The children were excited at having recently seen their first horse, when they had found one browsing on the other side of a ferry during a nature walk. And the trees were real ones — big tall trees, not just the familiar scrub. They were learning the names of the English woodlands: 'oak' — 'ash' — 'elm'.

Even a sparrow was an exotic stranger. Miss Downer had put some suet and a half-coconut outside the widow, where the pupils could watch the local birds pecking: tits, thrushes, blackbirds. The children told me enthusiastically of the migrant birds found in season on Tristan — the 'guttersnakes', and the gorgeous purple gallinules from southern America. (Nugget, the Simpsons' cat, had almost caught one, but it had been rescued in time.)

I asked them what foods they missed most. The stuffed roast mutton of the feast days, of course, and the stuffed 'buds' — birds.

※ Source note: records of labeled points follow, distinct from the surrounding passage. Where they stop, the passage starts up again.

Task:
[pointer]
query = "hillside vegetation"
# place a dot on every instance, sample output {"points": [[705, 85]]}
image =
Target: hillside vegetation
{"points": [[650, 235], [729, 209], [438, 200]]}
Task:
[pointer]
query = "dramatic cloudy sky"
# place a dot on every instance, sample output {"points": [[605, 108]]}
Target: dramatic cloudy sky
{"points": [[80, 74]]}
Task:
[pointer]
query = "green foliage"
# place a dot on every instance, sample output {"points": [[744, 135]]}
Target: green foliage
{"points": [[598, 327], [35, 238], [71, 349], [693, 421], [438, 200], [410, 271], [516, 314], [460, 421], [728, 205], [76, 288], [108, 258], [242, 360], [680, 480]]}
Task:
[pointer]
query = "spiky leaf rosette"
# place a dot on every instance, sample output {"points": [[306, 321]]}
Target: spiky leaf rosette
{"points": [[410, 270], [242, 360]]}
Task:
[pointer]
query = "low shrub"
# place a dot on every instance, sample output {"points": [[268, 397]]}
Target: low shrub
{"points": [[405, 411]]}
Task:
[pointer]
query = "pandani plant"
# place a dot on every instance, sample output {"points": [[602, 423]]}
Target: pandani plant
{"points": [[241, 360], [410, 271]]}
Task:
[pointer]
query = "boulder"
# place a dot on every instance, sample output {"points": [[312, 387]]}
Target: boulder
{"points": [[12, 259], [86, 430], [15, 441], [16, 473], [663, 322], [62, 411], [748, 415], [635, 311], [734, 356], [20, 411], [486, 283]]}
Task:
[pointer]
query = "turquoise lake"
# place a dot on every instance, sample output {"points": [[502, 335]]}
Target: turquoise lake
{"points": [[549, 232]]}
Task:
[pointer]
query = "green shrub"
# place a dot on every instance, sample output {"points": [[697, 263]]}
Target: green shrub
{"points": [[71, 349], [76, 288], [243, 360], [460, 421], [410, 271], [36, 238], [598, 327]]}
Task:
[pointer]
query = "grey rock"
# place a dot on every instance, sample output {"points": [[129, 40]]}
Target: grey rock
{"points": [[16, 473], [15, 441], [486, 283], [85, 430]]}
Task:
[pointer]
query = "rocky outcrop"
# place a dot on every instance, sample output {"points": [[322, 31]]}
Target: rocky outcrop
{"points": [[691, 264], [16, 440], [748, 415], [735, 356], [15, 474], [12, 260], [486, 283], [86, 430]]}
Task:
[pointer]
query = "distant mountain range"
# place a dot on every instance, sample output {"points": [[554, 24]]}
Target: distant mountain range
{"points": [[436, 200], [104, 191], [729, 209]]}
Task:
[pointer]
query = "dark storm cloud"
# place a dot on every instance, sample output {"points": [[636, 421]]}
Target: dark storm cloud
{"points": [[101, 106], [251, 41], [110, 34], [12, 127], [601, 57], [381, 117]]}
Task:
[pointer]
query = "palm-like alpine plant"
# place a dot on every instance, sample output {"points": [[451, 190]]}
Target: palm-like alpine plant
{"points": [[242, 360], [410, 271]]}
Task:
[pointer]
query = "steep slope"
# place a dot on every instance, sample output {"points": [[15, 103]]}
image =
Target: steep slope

'And potatoes,' added a little boy.

I was surprised. Surely there were vast quantities of potatoes in England?

'But not as good as Tristan.'

I attributed this to homesickness, until I remembered that some of the diaries from the first had pronounced the island potatoes the best they had ever tasted — a compensation, at least, for the limited provender of that barren land.

 p255  What the pupils all liked least in England they were too courteous to tell me, so Miss Downer said it for them: the constant nuisance of reporters and photographers.

The young English, like their elders, had been 'wery nice'. The Boy Scouts had entertained the Tristan boys, the Girl Guides the girls. With the Christmas holidays coming, there were to be parties, carol singing, a crib, pantomimes, films, 'dawnces', entertainments, plum puddings and paper caps. But they were lonely for the midsummer feasting of the Tristan Christmas, and the New Year mumming when — their eyes shone in the telling — the shrieking girls had hidden in the lofts in pretended fright from the merry-makers in grotesque disguise.